This
paper examines the persistent gap between the promise and the reality of
religious conversion for Dalit communities in India. Its central argument
revolves around what the paper terms “the illusion of equality.” Dalits,
historically classified as untouchables and subjected to severe caste-based
oppression, often leave Hinduism in search of dignity and social freedom. Yet
even after conversion, they frequently encounter new and subtler forms of
legal, social, and religious marginalisation.
To
substantiate this argument, the paper draws on three bodies of evidence. The
first is Indian constitutional law: The Constitution (Scheduled Castes) Order
of 1950, specifically Paragraph 3, strips Scheduled Caste status from Dalit
Christians and Muslims, meaning that legal protections disappear at the moment
of conversion while caste-based discrimination does not.

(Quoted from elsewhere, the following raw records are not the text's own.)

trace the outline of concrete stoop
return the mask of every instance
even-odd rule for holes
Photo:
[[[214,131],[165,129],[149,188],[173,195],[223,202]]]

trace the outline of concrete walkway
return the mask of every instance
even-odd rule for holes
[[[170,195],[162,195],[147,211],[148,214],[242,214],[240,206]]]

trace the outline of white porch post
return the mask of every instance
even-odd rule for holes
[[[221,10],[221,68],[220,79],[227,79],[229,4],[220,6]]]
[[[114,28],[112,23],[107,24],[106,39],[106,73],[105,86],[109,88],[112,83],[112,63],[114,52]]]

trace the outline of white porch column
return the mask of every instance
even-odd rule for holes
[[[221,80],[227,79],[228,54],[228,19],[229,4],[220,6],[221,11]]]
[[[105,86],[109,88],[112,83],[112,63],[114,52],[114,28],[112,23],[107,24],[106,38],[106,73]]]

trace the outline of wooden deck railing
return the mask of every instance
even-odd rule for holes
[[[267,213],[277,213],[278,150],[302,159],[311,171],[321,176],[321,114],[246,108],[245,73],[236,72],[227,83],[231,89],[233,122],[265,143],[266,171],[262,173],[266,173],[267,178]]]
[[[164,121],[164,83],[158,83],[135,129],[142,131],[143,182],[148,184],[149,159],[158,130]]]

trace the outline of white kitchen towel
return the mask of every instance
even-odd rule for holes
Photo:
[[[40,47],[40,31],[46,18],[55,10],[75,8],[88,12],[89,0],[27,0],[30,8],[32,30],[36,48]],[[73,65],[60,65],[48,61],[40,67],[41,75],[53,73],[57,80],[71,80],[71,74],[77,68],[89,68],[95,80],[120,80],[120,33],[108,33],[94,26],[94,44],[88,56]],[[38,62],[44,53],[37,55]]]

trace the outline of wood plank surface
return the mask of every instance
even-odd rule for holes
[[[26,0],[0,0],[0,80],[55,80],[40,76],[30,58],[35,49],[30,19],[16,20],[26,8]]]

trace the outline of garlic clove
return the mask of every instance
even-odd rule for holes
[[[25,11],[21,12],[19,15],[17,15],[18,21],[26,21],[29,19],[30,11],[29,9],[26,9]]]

The Supreme Court
reaffirmed this position as recently as March 2026. The second source of
evidence is Imayam’s Tamil novel Beasts of Burden (Koveru Kazhuthaigal,
1994), which portrays Catholic Dalit washermen and women who remain
economically bound to their caste occupations long after their conversion. As
Imayam observes, “the worst oppression of the caste system is that people are
dependent upon it for their living” (156). The third source is G. Kalyana Rao’s
Telugu novel Untouchable Spring (Antarani Vasantam, 2000), which traces
seven generations of Mala and Madiga Christian families. These communities
converted in the belief that Christianity was fundamentally egalitarian, only
to discover, as the novel puts it, that “even within Christianity, caste
hierarchy is prevalent” (272–274). The novel ultimately argues that genuine
liberation can only come through a sustained, collective struggle against the
entire ideology of ascriptive hierarchy.